Array#at shouldn’t be faster than Array#[] on MRI 1.9+ with a single arg
(ref: insns.def).

On Wed, Dec 14, 2011 at 7:47 AM, Chuck R. [email protected]
wrote:

Okay, so I should look for lines where I execute “Class.new {}” in my code. Off
the top of my head, it is rare that I call Class.new directly; it’s almost
always via an actual class constant name.

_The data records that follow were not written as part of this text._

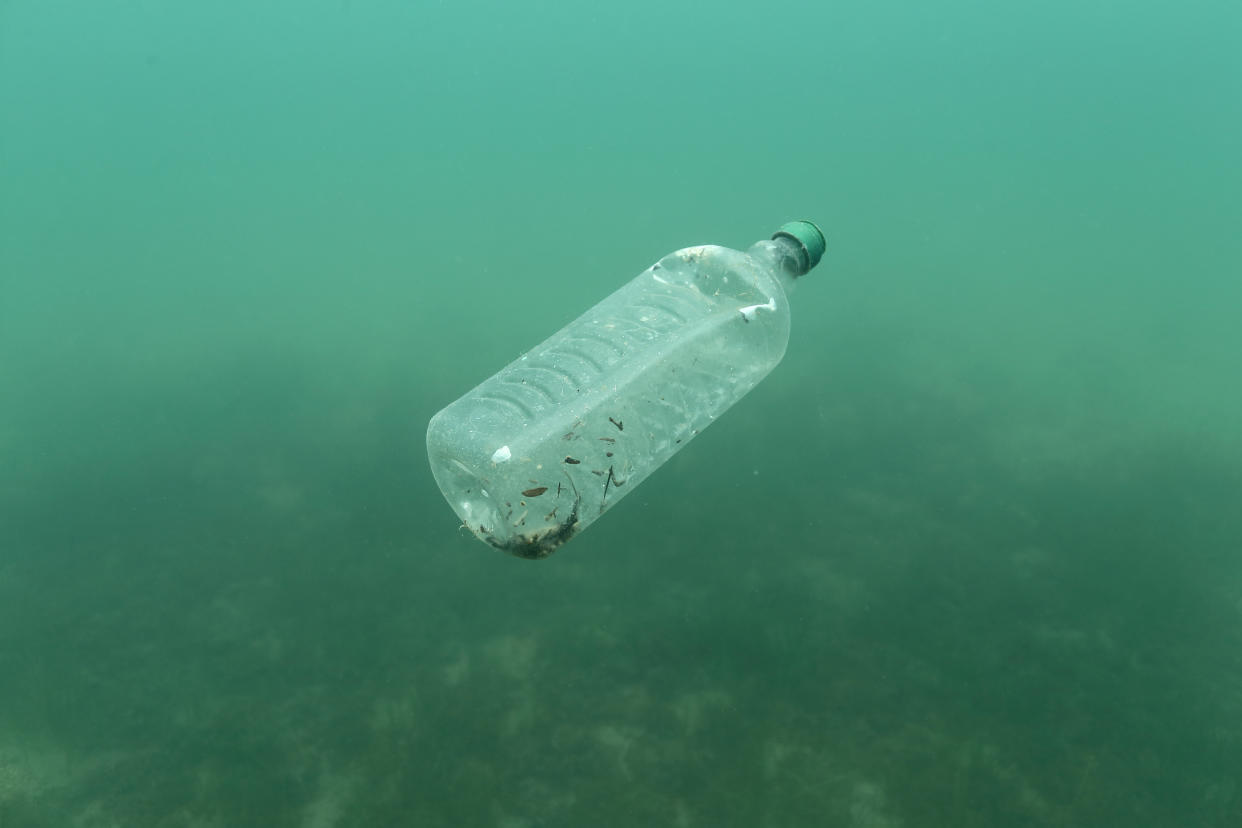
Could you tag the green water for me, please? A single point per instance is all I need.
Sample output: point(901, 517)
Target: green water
point(970, 556)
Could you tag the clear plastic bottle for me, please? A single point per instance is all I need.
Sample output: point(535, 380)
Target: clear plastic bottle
point(534, 454)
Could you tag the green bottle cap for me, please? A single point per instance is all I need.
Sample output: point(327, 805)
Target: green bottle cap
point(809, 237)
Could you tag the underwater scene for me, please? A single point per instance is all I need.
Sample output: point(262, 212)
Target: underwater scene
point(969, 556)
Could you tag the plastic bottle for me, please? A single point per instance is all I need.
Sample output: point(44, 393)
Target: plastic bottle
point(534, 454)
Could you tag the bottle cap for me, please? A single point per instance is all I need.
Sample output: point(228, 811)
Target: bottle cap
point(809, 237)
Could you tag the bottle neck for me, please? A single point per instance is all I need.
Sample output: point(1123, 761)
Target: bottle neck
point(784, 257)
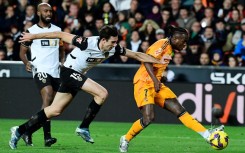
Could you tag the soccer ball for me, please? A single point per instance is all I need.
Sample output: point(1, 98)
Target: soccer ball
point(219, 140)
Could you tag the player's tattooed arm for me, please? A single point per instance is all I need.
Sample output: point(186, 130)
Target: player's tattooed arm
point(66, 37)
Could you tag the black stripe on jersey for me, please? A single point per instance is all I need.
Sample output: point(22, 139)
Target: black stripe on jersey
point(80, 42)
point(72, 56)
point(26, 43)
point(33, 59)
point(165, 45)
point(119, 50)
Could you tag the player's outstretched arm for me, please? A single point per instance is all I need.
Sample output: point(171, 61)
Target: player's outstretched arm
point(144, 57)
point(67, 37)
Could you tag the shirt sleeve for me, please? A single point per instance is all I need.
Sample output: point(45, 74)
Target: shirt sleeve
point(157, 48)
point(80, 42)
point(119, 50)
point(26, 43)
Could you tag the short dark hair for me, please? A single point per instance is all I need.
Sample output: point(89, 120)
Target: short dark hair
point(173, 30)
point(108, 31)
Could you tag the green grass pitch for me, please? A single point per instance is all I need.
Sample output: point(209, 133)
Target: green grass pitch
point(157, 138)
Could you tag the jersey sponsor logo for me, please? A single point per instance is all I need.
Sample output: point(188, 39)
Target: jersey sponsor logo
point(146, 95)
point(158, 51)
point(49, 43)
point(79, 40)
point(42, 77)
point(76, 76)
point(97, 60)
point(4, 73)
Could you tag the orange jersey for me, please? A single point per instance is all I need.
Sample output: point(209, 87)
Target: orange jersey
point(157, 50)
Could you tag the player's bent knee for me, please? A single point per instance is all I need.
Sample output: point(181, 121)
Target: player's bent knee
point(102, 96)
point(148, 120)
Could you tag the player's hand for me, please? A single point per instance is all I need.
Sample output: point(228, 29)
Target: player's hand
point(166, 59)
point(157, 85)
point(26, 37)
point(28, 67)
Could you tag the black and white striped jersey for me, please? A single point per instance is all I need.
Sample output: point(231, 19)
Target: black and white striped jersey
point(87, 54)
point(44, 52)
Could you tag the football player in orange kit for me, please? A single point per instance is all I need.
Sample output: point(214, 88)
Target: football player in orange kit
point(149, 91)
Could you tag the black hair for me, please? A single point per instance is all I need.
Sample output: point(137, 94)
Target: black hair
point(173, 30)
point(108, 31)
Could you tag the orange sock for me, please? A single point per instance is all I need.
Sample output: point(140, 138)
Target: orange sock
point(192, 123)
point(134, 130)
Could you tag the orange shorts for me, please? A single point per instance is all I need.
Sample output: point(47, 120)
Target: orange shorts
point(145, 94)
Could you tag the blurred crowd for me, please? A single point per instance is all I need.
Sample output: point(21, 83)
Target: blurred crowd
point(216, 27)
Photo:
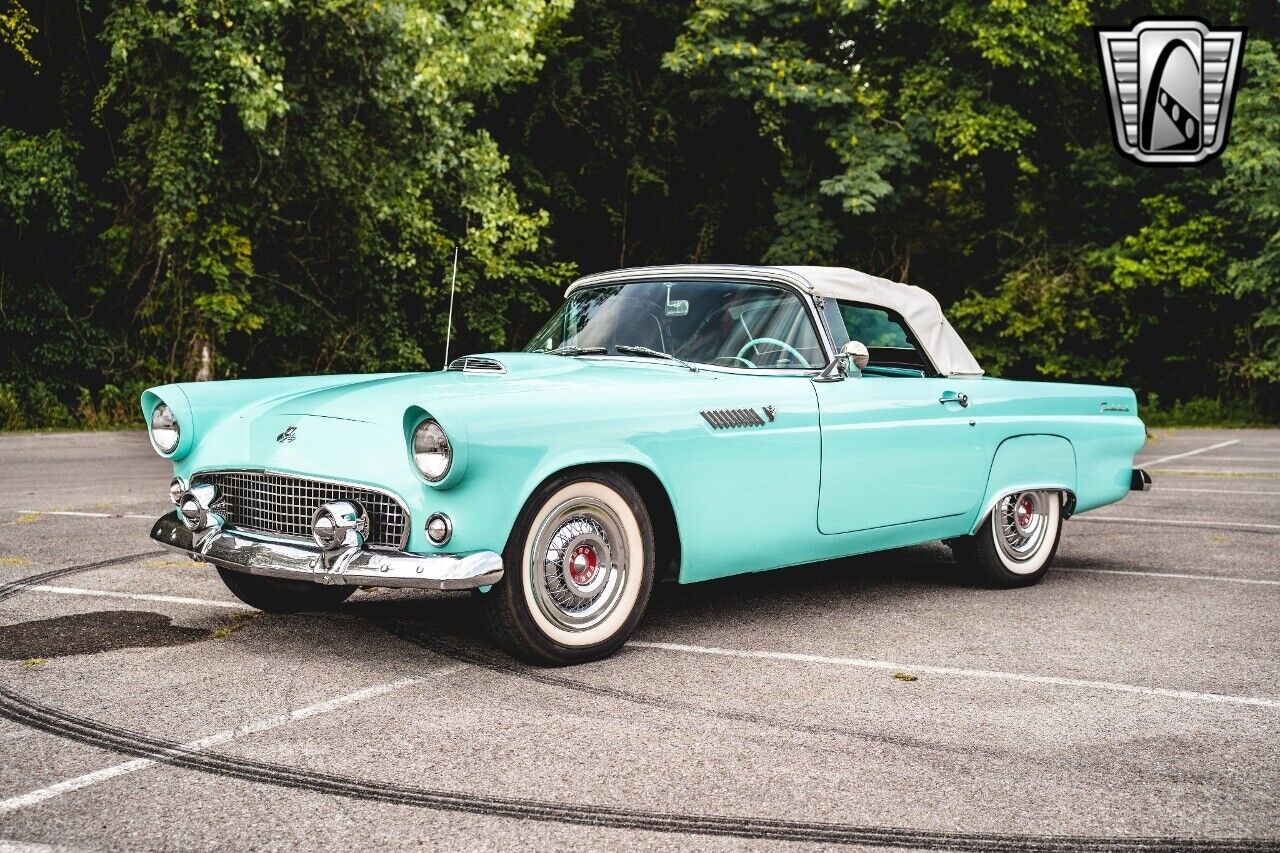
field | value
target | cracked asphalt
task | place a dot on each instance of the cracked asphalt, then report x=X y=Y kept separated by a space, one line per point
x=1130 y=701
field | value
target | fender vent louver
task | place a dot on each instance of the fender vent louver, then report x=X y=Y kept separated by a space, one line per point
x=476 y=364
x=732 y=418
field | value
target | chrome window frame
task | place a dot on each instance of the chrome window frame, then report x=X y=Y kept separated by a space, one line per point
x=286 y=538
x=694 y=273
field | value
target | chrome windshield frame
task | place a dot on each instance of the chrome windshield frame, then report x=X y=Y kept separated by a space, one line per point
x=694 y=273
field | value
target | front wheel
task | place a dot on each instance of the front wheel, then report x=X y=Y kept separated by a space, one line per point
x=1015 y=544
x=579 y=571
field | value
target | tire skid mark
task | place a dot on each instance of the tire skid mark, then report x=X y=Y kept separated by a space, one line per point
x=14 y=587
x=18 y=708
x=24 y=711
x=432 y=642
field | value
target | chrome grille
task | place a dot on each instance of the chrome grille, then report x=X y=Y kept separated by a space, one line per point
x=282 y=505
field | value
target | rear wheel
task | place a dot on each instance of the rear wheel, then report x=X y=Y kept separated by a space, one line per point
x=579 y=571
x=1015 y=544
x=280 y=596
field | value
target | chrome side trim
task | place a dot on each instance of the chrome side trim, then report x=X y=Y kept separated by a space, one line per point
x=351 y=566
x=478 y=364
x=732 y=418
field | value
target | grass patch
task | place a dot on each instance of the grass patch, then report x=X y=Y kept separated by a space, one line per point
x=233 y=624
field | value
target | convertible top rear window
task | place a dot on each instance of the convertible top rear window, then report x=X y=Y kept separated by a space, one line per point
x=892 y=349
x=732 y=324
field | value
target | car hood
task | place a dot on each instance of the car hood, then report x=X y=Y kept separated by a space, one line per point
x=383 y=398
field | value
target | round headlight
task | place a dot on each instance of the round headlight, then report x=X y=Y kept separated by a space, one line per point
x=432 y=451
x=164 y=429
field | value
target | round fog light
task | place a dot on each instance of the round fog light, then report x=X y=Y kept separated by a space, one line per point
x=339 y=524
x=439 y=529
x=192 y=514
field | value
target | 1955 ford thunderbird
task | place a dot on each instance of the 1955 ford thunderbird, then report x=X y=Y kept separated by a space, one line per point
x=695 y=422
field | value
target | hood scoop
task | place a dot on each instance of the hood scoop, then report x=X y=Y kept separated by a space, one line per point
x=478 y=364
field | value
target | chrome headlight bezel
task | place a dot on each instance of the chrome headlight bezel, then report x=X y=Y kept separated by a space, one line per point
x=164 y=429
x=432 y=451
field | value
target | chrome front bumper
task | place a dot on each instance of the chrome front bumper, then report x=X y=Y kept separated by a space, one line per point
x=356 y=566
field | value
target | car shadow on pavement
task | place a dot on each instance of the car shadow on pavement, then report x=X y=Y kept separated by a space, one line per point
x=91 y=633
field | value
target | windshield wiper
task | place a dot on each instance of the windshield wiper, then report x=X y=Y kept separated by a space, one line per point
x=575 y=351
x=629 y=349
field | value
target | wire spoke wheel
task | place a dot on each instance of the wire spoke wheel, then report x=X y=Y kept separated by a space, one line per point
x=1022 y=524
x=579 y=564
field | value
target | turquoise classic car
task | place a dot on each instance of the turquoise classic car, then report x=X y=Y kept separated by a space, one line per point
x=673 y=422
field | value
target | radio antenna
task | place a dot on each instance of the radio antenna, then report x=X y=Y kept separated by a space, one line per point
x=448 y=329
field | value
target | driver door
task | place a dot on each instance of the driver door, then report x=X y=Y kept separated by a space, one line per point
x=897 y=446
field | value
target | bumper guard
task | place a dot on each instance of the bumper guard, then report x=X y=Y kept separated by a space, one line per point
x=300 y=561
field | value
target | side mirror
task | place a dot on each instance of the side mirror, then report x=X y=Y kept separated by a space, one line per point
x=856 y=352
x=851 y=355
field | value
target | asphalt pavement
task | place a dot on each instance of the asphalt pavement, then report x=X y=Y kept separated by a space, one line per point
x=1130 y=701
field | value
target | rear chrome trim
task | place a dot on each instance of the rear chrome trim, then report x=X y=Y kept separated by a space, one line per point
x=350 y=566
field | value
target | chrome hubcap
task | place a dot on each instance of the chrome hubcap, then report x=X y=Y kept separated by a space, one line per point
x=1022 y=524
x=577 y=566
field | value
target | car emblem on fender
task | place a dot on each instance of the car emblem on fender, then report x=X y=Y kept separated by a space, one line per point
x=1170 y=85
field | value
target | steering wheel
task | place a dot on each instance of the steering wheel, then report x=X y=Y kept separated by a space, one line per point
x=755 y=342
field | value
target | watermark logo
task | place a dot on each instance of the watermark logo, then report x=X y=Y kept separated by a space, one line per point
x=1171 y=85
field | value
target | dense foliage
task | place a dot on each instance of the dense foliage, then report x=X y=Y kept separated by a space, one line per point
x=196 y=188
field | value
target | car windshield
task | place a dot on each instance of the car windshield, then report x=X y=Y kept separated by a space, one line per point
x=731 y=324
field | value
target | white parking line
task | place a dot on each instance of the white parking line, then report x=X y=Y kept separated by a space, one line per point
x=265 y=724
x=1175 y=574
x=86 y=515
x=110 y=593
x=1249 y=493
x=961 y=673
x=1202 y=450
x=1255 y=527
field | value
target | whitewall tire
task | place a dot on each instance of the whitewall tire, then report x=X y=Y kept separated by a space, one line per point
x=1015 y=543
x=579 y=570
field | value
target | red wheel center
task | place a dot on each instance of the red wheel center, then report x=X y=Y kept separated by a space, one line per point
x=1024 y=512
x=581 y=564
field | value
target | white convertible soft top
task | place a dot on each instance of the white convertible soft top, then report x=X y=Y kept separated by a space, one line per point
x=915 y=305
x=918 y=308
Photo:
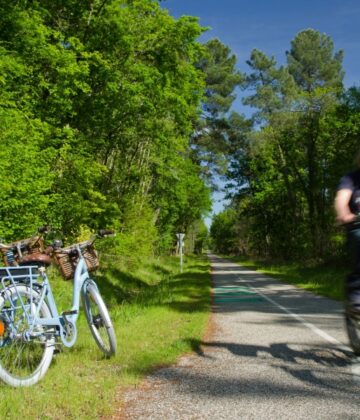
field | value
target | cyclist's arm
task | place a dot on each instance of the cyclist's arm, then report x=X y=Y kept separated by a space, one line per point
x=343 y=212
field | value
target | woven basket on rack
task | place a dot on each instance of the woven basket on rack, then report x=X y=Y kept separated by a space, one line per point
x=67 y=263
x=28 y=246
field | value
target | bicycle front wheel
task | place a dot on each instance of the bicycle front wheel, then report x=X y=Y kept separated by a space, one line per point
x=98 y=319
x=25 y=355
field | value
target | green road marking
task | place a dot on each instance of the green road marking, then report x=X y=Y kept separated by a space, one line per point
x=235 y=294
x=254 y=299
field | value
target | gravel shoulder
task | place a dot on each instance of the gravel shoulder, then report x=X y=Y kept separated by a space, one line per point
x=273 y=352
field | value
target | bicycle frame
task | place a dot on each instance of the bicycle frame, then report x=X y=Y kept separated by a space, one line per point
x=65 y=323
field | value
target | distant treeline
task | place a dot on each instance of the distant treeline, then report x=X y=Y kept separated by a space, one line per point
x=286 y=161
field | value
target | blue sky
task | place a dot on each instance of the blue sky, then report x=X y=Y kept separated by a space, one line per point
x=270 y=25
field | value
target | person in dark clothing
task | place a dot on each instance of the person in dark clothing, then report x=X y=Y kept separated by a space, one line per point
x=347 y=207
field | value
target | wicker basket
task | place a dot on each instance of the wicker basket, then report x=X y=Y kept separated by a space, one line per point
x=67 y=263
x=27 y=246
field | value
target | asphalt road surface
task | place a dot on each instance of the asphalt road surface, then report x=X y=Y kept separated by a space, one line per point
x=275 y=352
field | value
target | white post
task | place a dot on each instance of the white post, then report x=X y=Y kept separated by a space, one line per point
x=180 y=237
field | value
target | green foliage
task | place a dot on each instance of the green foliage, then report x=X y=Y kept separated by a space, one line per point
x=286 y=166
x=97 y=105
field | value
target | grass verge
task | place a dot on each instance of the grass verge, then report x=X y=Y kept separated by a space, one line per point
x=157 y=313
x=322 y=279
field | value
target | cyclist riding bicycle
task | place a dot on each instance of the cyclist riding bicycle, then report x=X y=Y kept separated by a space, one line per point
x=347 y=207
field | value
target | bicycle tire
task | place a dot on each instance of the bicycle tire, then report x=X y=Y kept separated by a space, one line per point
x=98 y=319
x=23 y=362
x=353 y=331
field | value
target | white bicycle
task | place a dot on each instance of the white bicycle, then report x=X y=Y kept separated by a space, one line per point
x=30 y=323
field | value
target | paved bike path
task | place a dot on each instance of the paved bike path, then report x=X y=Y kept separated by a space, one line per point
x=276 y=352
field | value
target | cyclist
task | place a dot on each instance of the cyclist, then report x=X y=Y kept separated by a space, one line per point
x=347 y=207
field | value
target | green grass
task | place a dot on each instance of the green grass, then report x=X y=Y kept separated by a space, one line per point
x=322 y=279
x=157 y=312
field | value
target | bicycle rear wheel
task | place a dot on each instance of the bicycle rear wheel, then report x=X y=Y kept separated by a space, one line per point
x=98 y=319
x=24 y=358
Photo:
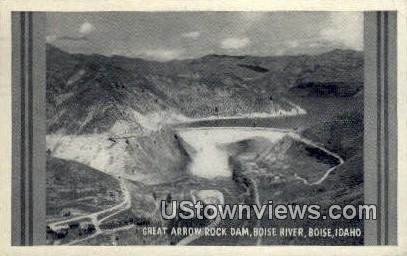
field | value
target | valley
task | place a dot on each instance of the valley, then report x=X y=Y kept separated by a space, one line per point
x=290 y=131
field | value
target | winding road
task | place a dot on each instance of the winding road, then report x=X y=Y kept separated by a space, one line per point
x=126 y=204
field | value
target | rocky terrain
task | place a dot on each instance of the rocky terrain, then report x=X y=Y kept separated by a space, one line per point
x=117 y=117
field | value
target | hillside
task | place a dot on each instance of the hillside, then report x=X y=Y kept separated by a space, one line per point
x=91 y=93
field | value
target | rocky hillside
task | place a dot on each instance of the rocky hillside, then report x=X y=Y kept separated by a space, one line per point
x=91 y=93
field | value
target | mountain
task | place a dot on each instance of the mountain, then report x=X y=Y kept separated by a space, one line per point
x=94 y=93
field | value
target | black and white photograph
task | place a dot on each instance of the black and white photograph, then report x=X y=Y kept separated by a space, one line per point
x=226 y=108
x=219 y=128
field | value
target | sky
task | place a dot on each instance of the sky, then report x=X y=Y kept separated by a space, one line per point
x=165 y=36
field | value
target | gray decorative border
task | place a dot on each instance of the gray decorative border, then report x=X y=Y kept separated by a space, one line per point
x=28 y=142
x=380 y=142
x=28 y=138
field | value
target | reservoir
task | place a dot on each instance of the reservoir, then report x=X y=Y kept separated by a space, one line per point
x=206 y=146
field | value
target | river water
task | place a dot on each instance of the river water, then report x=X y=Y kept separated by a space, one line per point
x=209 y=156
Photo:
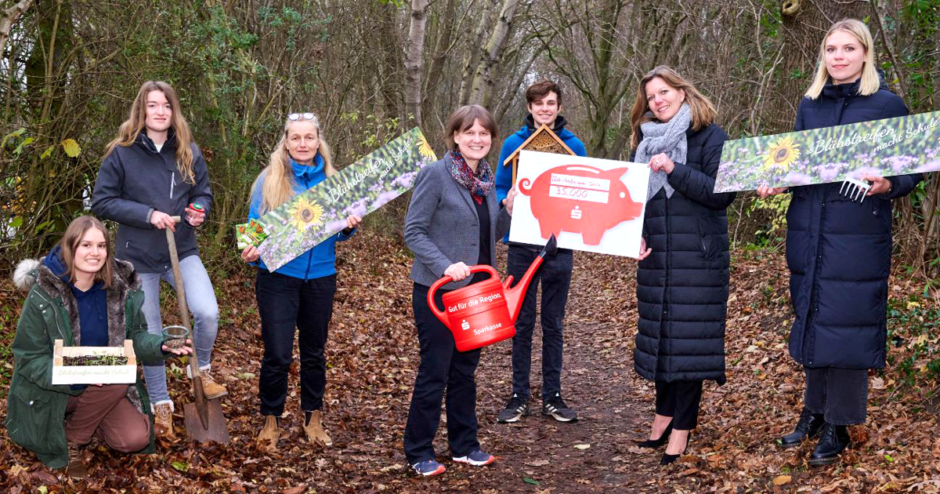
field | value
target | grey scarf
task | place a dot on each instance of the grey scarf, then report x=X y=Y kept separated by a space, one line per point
x=666 y=138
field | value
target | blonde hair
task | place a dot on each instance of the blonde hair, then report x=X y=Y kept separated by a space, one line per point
x=73 y=237
x=277 y=179
x=134 y=124
x=702 y=109
x=870 y=82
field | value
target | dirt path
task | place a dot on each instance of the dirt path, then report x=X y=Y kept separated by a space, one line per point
x=372 y=357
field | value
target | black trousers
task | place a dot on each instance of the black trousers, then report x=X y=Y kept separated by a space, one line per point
x=841 y=395
x=442 y=369
x=285 y=303
x=679 y=400
x=555 y=277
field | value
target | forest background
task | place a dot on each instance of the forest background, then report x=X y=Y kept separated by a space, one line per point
x=372 y=69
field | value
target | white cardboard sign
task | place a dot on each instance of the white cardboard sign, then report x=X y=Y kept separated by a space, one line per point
x=590 y=204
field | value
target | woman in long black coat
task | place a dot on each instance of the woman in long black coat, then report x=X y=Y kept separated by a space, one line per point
x=682 y=280
x=839 y=251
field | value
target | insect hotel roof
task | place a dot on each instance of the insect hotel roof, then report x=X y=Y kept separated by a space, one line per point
x=542 y=140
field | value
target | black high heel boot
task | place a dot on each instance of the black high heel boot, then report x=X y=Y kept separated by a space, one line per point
x=655 y=443
x=668 y=459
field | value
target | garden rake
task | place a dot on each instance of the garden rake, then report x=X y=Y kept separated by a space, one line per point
x=855 y=189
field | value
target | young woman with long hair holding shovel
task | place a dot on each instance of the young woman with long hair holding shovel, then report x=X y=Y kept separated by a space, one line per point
x=153 y=171
x=300 y=293
x=839 y=251
x=81 y=294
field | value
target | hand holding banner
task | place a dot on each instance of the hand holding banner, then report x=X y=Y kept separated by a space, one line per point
x=889 y=147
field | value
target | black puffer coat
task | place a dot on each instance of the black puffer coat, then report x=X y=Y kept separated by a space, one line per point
x=839 y=250
x=682 y=287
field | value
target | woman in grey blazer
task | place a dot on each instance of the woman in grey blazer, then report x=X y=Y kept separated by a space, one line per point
x=452 y=223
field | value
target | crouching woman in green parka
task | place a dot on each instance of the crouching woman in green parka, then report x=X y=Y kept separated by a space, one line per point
x=81 y=295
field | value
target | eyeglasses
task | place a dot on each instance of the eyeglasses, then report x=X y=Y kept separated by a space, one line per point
x=293 y=117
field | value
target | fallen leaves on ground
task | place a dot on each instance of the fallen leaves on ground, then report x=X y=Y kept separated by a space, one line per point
x=372 y=356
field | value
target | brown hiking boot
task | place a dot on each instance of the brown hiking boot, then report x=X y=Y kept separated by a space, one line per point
x=163 y=421
x=213 y=389
x=269 y=433
x=76 y=468
x=314 y=429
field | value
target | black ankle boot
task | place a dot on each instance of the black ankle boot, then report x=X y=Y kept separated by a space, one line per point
x=655 y=443
x=810 y=425
x=834 y=440
x=669 y=459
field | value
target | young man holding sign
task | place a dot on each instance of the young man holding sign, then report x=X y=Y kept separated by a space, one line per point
x=543 y=101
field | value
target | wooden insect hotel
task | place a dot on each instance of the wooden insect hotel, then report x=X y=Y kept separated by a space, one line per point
x=542 y=140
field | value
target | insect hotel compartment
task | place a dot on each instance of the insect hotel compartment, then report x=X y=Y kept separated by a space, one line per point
x=94 y=364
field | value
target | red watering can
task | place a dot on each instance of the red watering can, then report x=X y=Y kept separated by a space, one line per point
x=485 y=313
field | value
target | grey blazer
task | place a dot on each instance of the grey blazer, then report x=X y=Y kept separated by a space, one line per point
x=442 y=226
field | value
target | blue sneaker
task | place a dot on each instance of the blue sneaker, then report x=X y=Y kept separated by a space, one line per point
x=428 y=468
x=476 y=458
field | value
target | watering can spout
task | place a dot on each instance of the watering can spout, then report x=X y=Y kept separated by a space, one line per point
x=514 y=296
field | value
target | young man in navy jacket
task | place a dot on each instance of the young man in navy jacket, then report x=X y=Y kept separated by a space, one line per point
x=543 y=100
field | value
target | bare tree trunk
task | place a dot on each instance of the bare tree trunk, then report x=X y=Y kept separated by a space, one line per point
x=481 y=90
x=414 y=59
x=9 y=18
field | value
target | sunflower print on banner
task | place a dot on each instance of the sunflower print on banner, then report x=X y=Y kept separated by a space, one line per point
x=783 y=154
x=889 y=147
x=305 y=214
x=358 y=189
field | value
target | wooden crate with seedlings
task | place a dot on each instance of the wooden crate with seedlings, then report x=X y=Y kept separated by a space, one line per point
x=94 y=364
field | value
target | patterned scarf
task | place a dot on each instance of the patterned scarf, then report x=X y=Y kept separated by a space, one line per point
x=479 y=183
x=666 y=138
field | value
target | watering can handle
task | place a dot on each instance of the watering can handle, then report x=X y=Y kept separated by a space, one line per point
x=447 y=279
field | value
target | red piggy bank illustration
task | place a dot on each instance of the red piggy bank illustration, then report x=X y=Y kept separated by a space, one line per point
x=580 y=199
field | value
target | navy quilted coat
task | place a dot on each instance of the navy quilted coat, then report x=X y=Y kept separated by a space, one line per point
x=839 y=251
x=682 y=287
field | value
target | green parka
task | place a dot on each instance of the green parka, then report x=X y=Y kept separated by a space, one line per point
x=35 y=408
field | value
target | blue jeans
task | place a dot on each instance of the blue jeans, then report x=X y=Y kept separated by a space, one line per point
x=200 y=297
x=555 y=278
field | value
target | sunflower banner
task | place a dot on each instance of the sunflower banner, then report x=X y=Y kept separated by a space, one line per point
x=894 y=146
x=358 y=189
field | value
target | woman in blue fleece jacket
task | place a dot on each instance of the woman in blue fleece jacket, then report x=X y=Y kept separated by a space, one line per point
x=300 y=293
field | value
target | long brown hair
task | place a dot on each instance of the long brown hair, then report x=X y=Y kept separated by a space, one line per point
x=703 y=111
x=134 y=124
x=69 y=244
x=278 y=176
x=870 y=82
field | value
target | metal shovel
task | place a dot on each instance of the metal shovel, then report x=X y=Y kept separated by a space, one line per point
x=204 y=419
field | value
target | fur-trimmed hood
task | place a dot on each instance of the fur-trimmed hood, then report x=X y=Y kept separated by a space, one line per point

They’ll look something like this:

4  1.57% 42.08%    159840  999    159840   999 325078 

org.jruby.MetaClass
5 1.57% 43.64% 159840 999 159840 999 325074
org.jruby.RubyClass

The MetaClass is the class’s metaclass, and RubyClass is the class
itself.

  • Charlie

On Thu, Dec 15, 2011 at 5:30 PM, Eric W. [email protected]
wrote:

Array#at shouldn’t be faster than Array#[] on MRI 1.9+ with a single arg
(ref: insns.def).

Indeed. Array#[] is slower on JRuby because String#[] uses backref
($~), and since we can’t tell at compile time whether we’re calling
Array#[] or String#[], we always prepare space for backref. There’s no
#at method that uses backref, so we can elide the allocation of space
for backref.

I plan to reduce the cost of backref allocation, but it’s not there
yet. In any case, JRuby’s quite fast either way.

  • Charlie

On Dec 14, 2011, at 7:47 AM, Chuck R. wrote:

JRuby wiki page :slight_smile:

I find it very useful and I will add it to the wiki. Thanks for taking the
time to post this!

It took me a while to get around to it, but I added it to the wiki.